Zscaler öffnet heute nach US-Börsenschluss die Bücher für das dritte Fiskalquartal 2026. Der Analystenkonsens liegt bei EPS 1,01 USD — was auf den ersten Blick unspektakulär klingt, bis man bemerkt, dass Zscaler selbst im Februar genau diese Spanne als Guidance ausgegeben hat: 1,00 bis 1,01 USD. Wer also auf Höhe der eigenen Prognose landet, schlägt den Konsens nicht — er erfüllt ihn.
Analystenerwartungen
Beim Umsatz erwartet der Markt 834 bis 836 Mio. USD, ebenfalls deckungsgleich mit der unternehmenseigenen Guidance vom Februar. Im Vorquartal hatte Zscaler 815,8 Mio. USD gemeldet und damit die damaligen Schätzungen übertroffen. Trotzdem fiel die Aktie im nachbörslichen Handel um rund 6 % — weil der Markt nicht auf den Beat reagierte, sondern auf den Ausblick. Dieses Muster dürfte heute wieder relevant sein.
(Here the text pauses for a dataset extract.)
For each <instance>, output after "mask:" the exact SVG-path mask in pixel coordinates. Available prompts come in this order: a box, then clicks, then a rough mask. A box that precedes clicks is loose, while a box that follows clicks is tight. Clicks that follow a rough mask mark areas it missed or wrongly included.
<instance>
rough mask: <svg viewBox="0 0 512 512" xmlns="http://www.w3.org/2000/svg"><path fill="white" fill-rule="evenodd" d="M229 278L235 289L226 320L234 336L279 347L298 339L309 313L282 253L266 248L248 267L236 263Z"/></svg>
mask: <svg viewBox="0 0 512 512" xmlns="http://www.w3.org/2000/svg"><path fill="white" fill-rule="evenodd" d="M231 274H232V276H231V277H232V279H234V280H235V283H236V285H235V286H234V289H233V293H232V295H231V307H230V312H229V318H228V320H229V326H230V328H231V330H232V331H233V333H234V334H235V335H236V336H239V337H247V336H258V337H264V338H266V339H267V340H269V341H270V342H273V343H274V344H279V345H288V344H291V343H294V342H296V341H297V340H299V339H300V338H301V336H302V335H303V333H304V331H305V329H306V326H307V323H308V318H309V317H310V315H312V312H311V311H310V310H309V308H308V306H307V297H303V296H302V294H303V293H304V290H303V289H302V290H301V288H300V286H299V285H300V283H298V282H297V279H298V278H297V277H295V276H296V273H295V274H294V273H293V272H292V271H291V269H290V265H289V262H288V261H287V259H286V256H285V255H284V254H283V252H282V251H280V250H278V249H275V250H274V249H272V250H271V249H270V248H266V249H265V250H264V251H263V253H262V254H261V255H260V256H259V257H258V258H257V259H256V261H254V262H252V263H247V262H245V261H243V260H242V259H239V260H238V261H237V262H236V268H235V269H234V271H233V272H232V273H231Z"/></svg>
Für das Gesamtjahr FY2026 hat das Management die Ziele bereits angehoben: 3,309 bis 3,322 Mrd. USD Umsatz, EPS 3,99 bis 4,02. Die ARR-Guidance wurde auf 24 % Wachstum hochgesetzt. Ob diese Ziele heute bestätigt oder erneut angehoben werden, ist die eigentliche Frage des Abends.
Bewertungskontext
Zscaler ist kein günstiger Name. Die Aktie wird mit einem erheblichen Aufschlag auf den Sektor gehandelt, was bedeutet, dass jede Enttäuschung beim Ausblick überproportional bestraft wird — wie der Februar-Abend gezeigt hat. Analysten haben nach dem letzten Bericht ihre Kursziele teils gesenkt, was die Bewertungsdiskussion vor diesen Zahlen zusätzlich schärft.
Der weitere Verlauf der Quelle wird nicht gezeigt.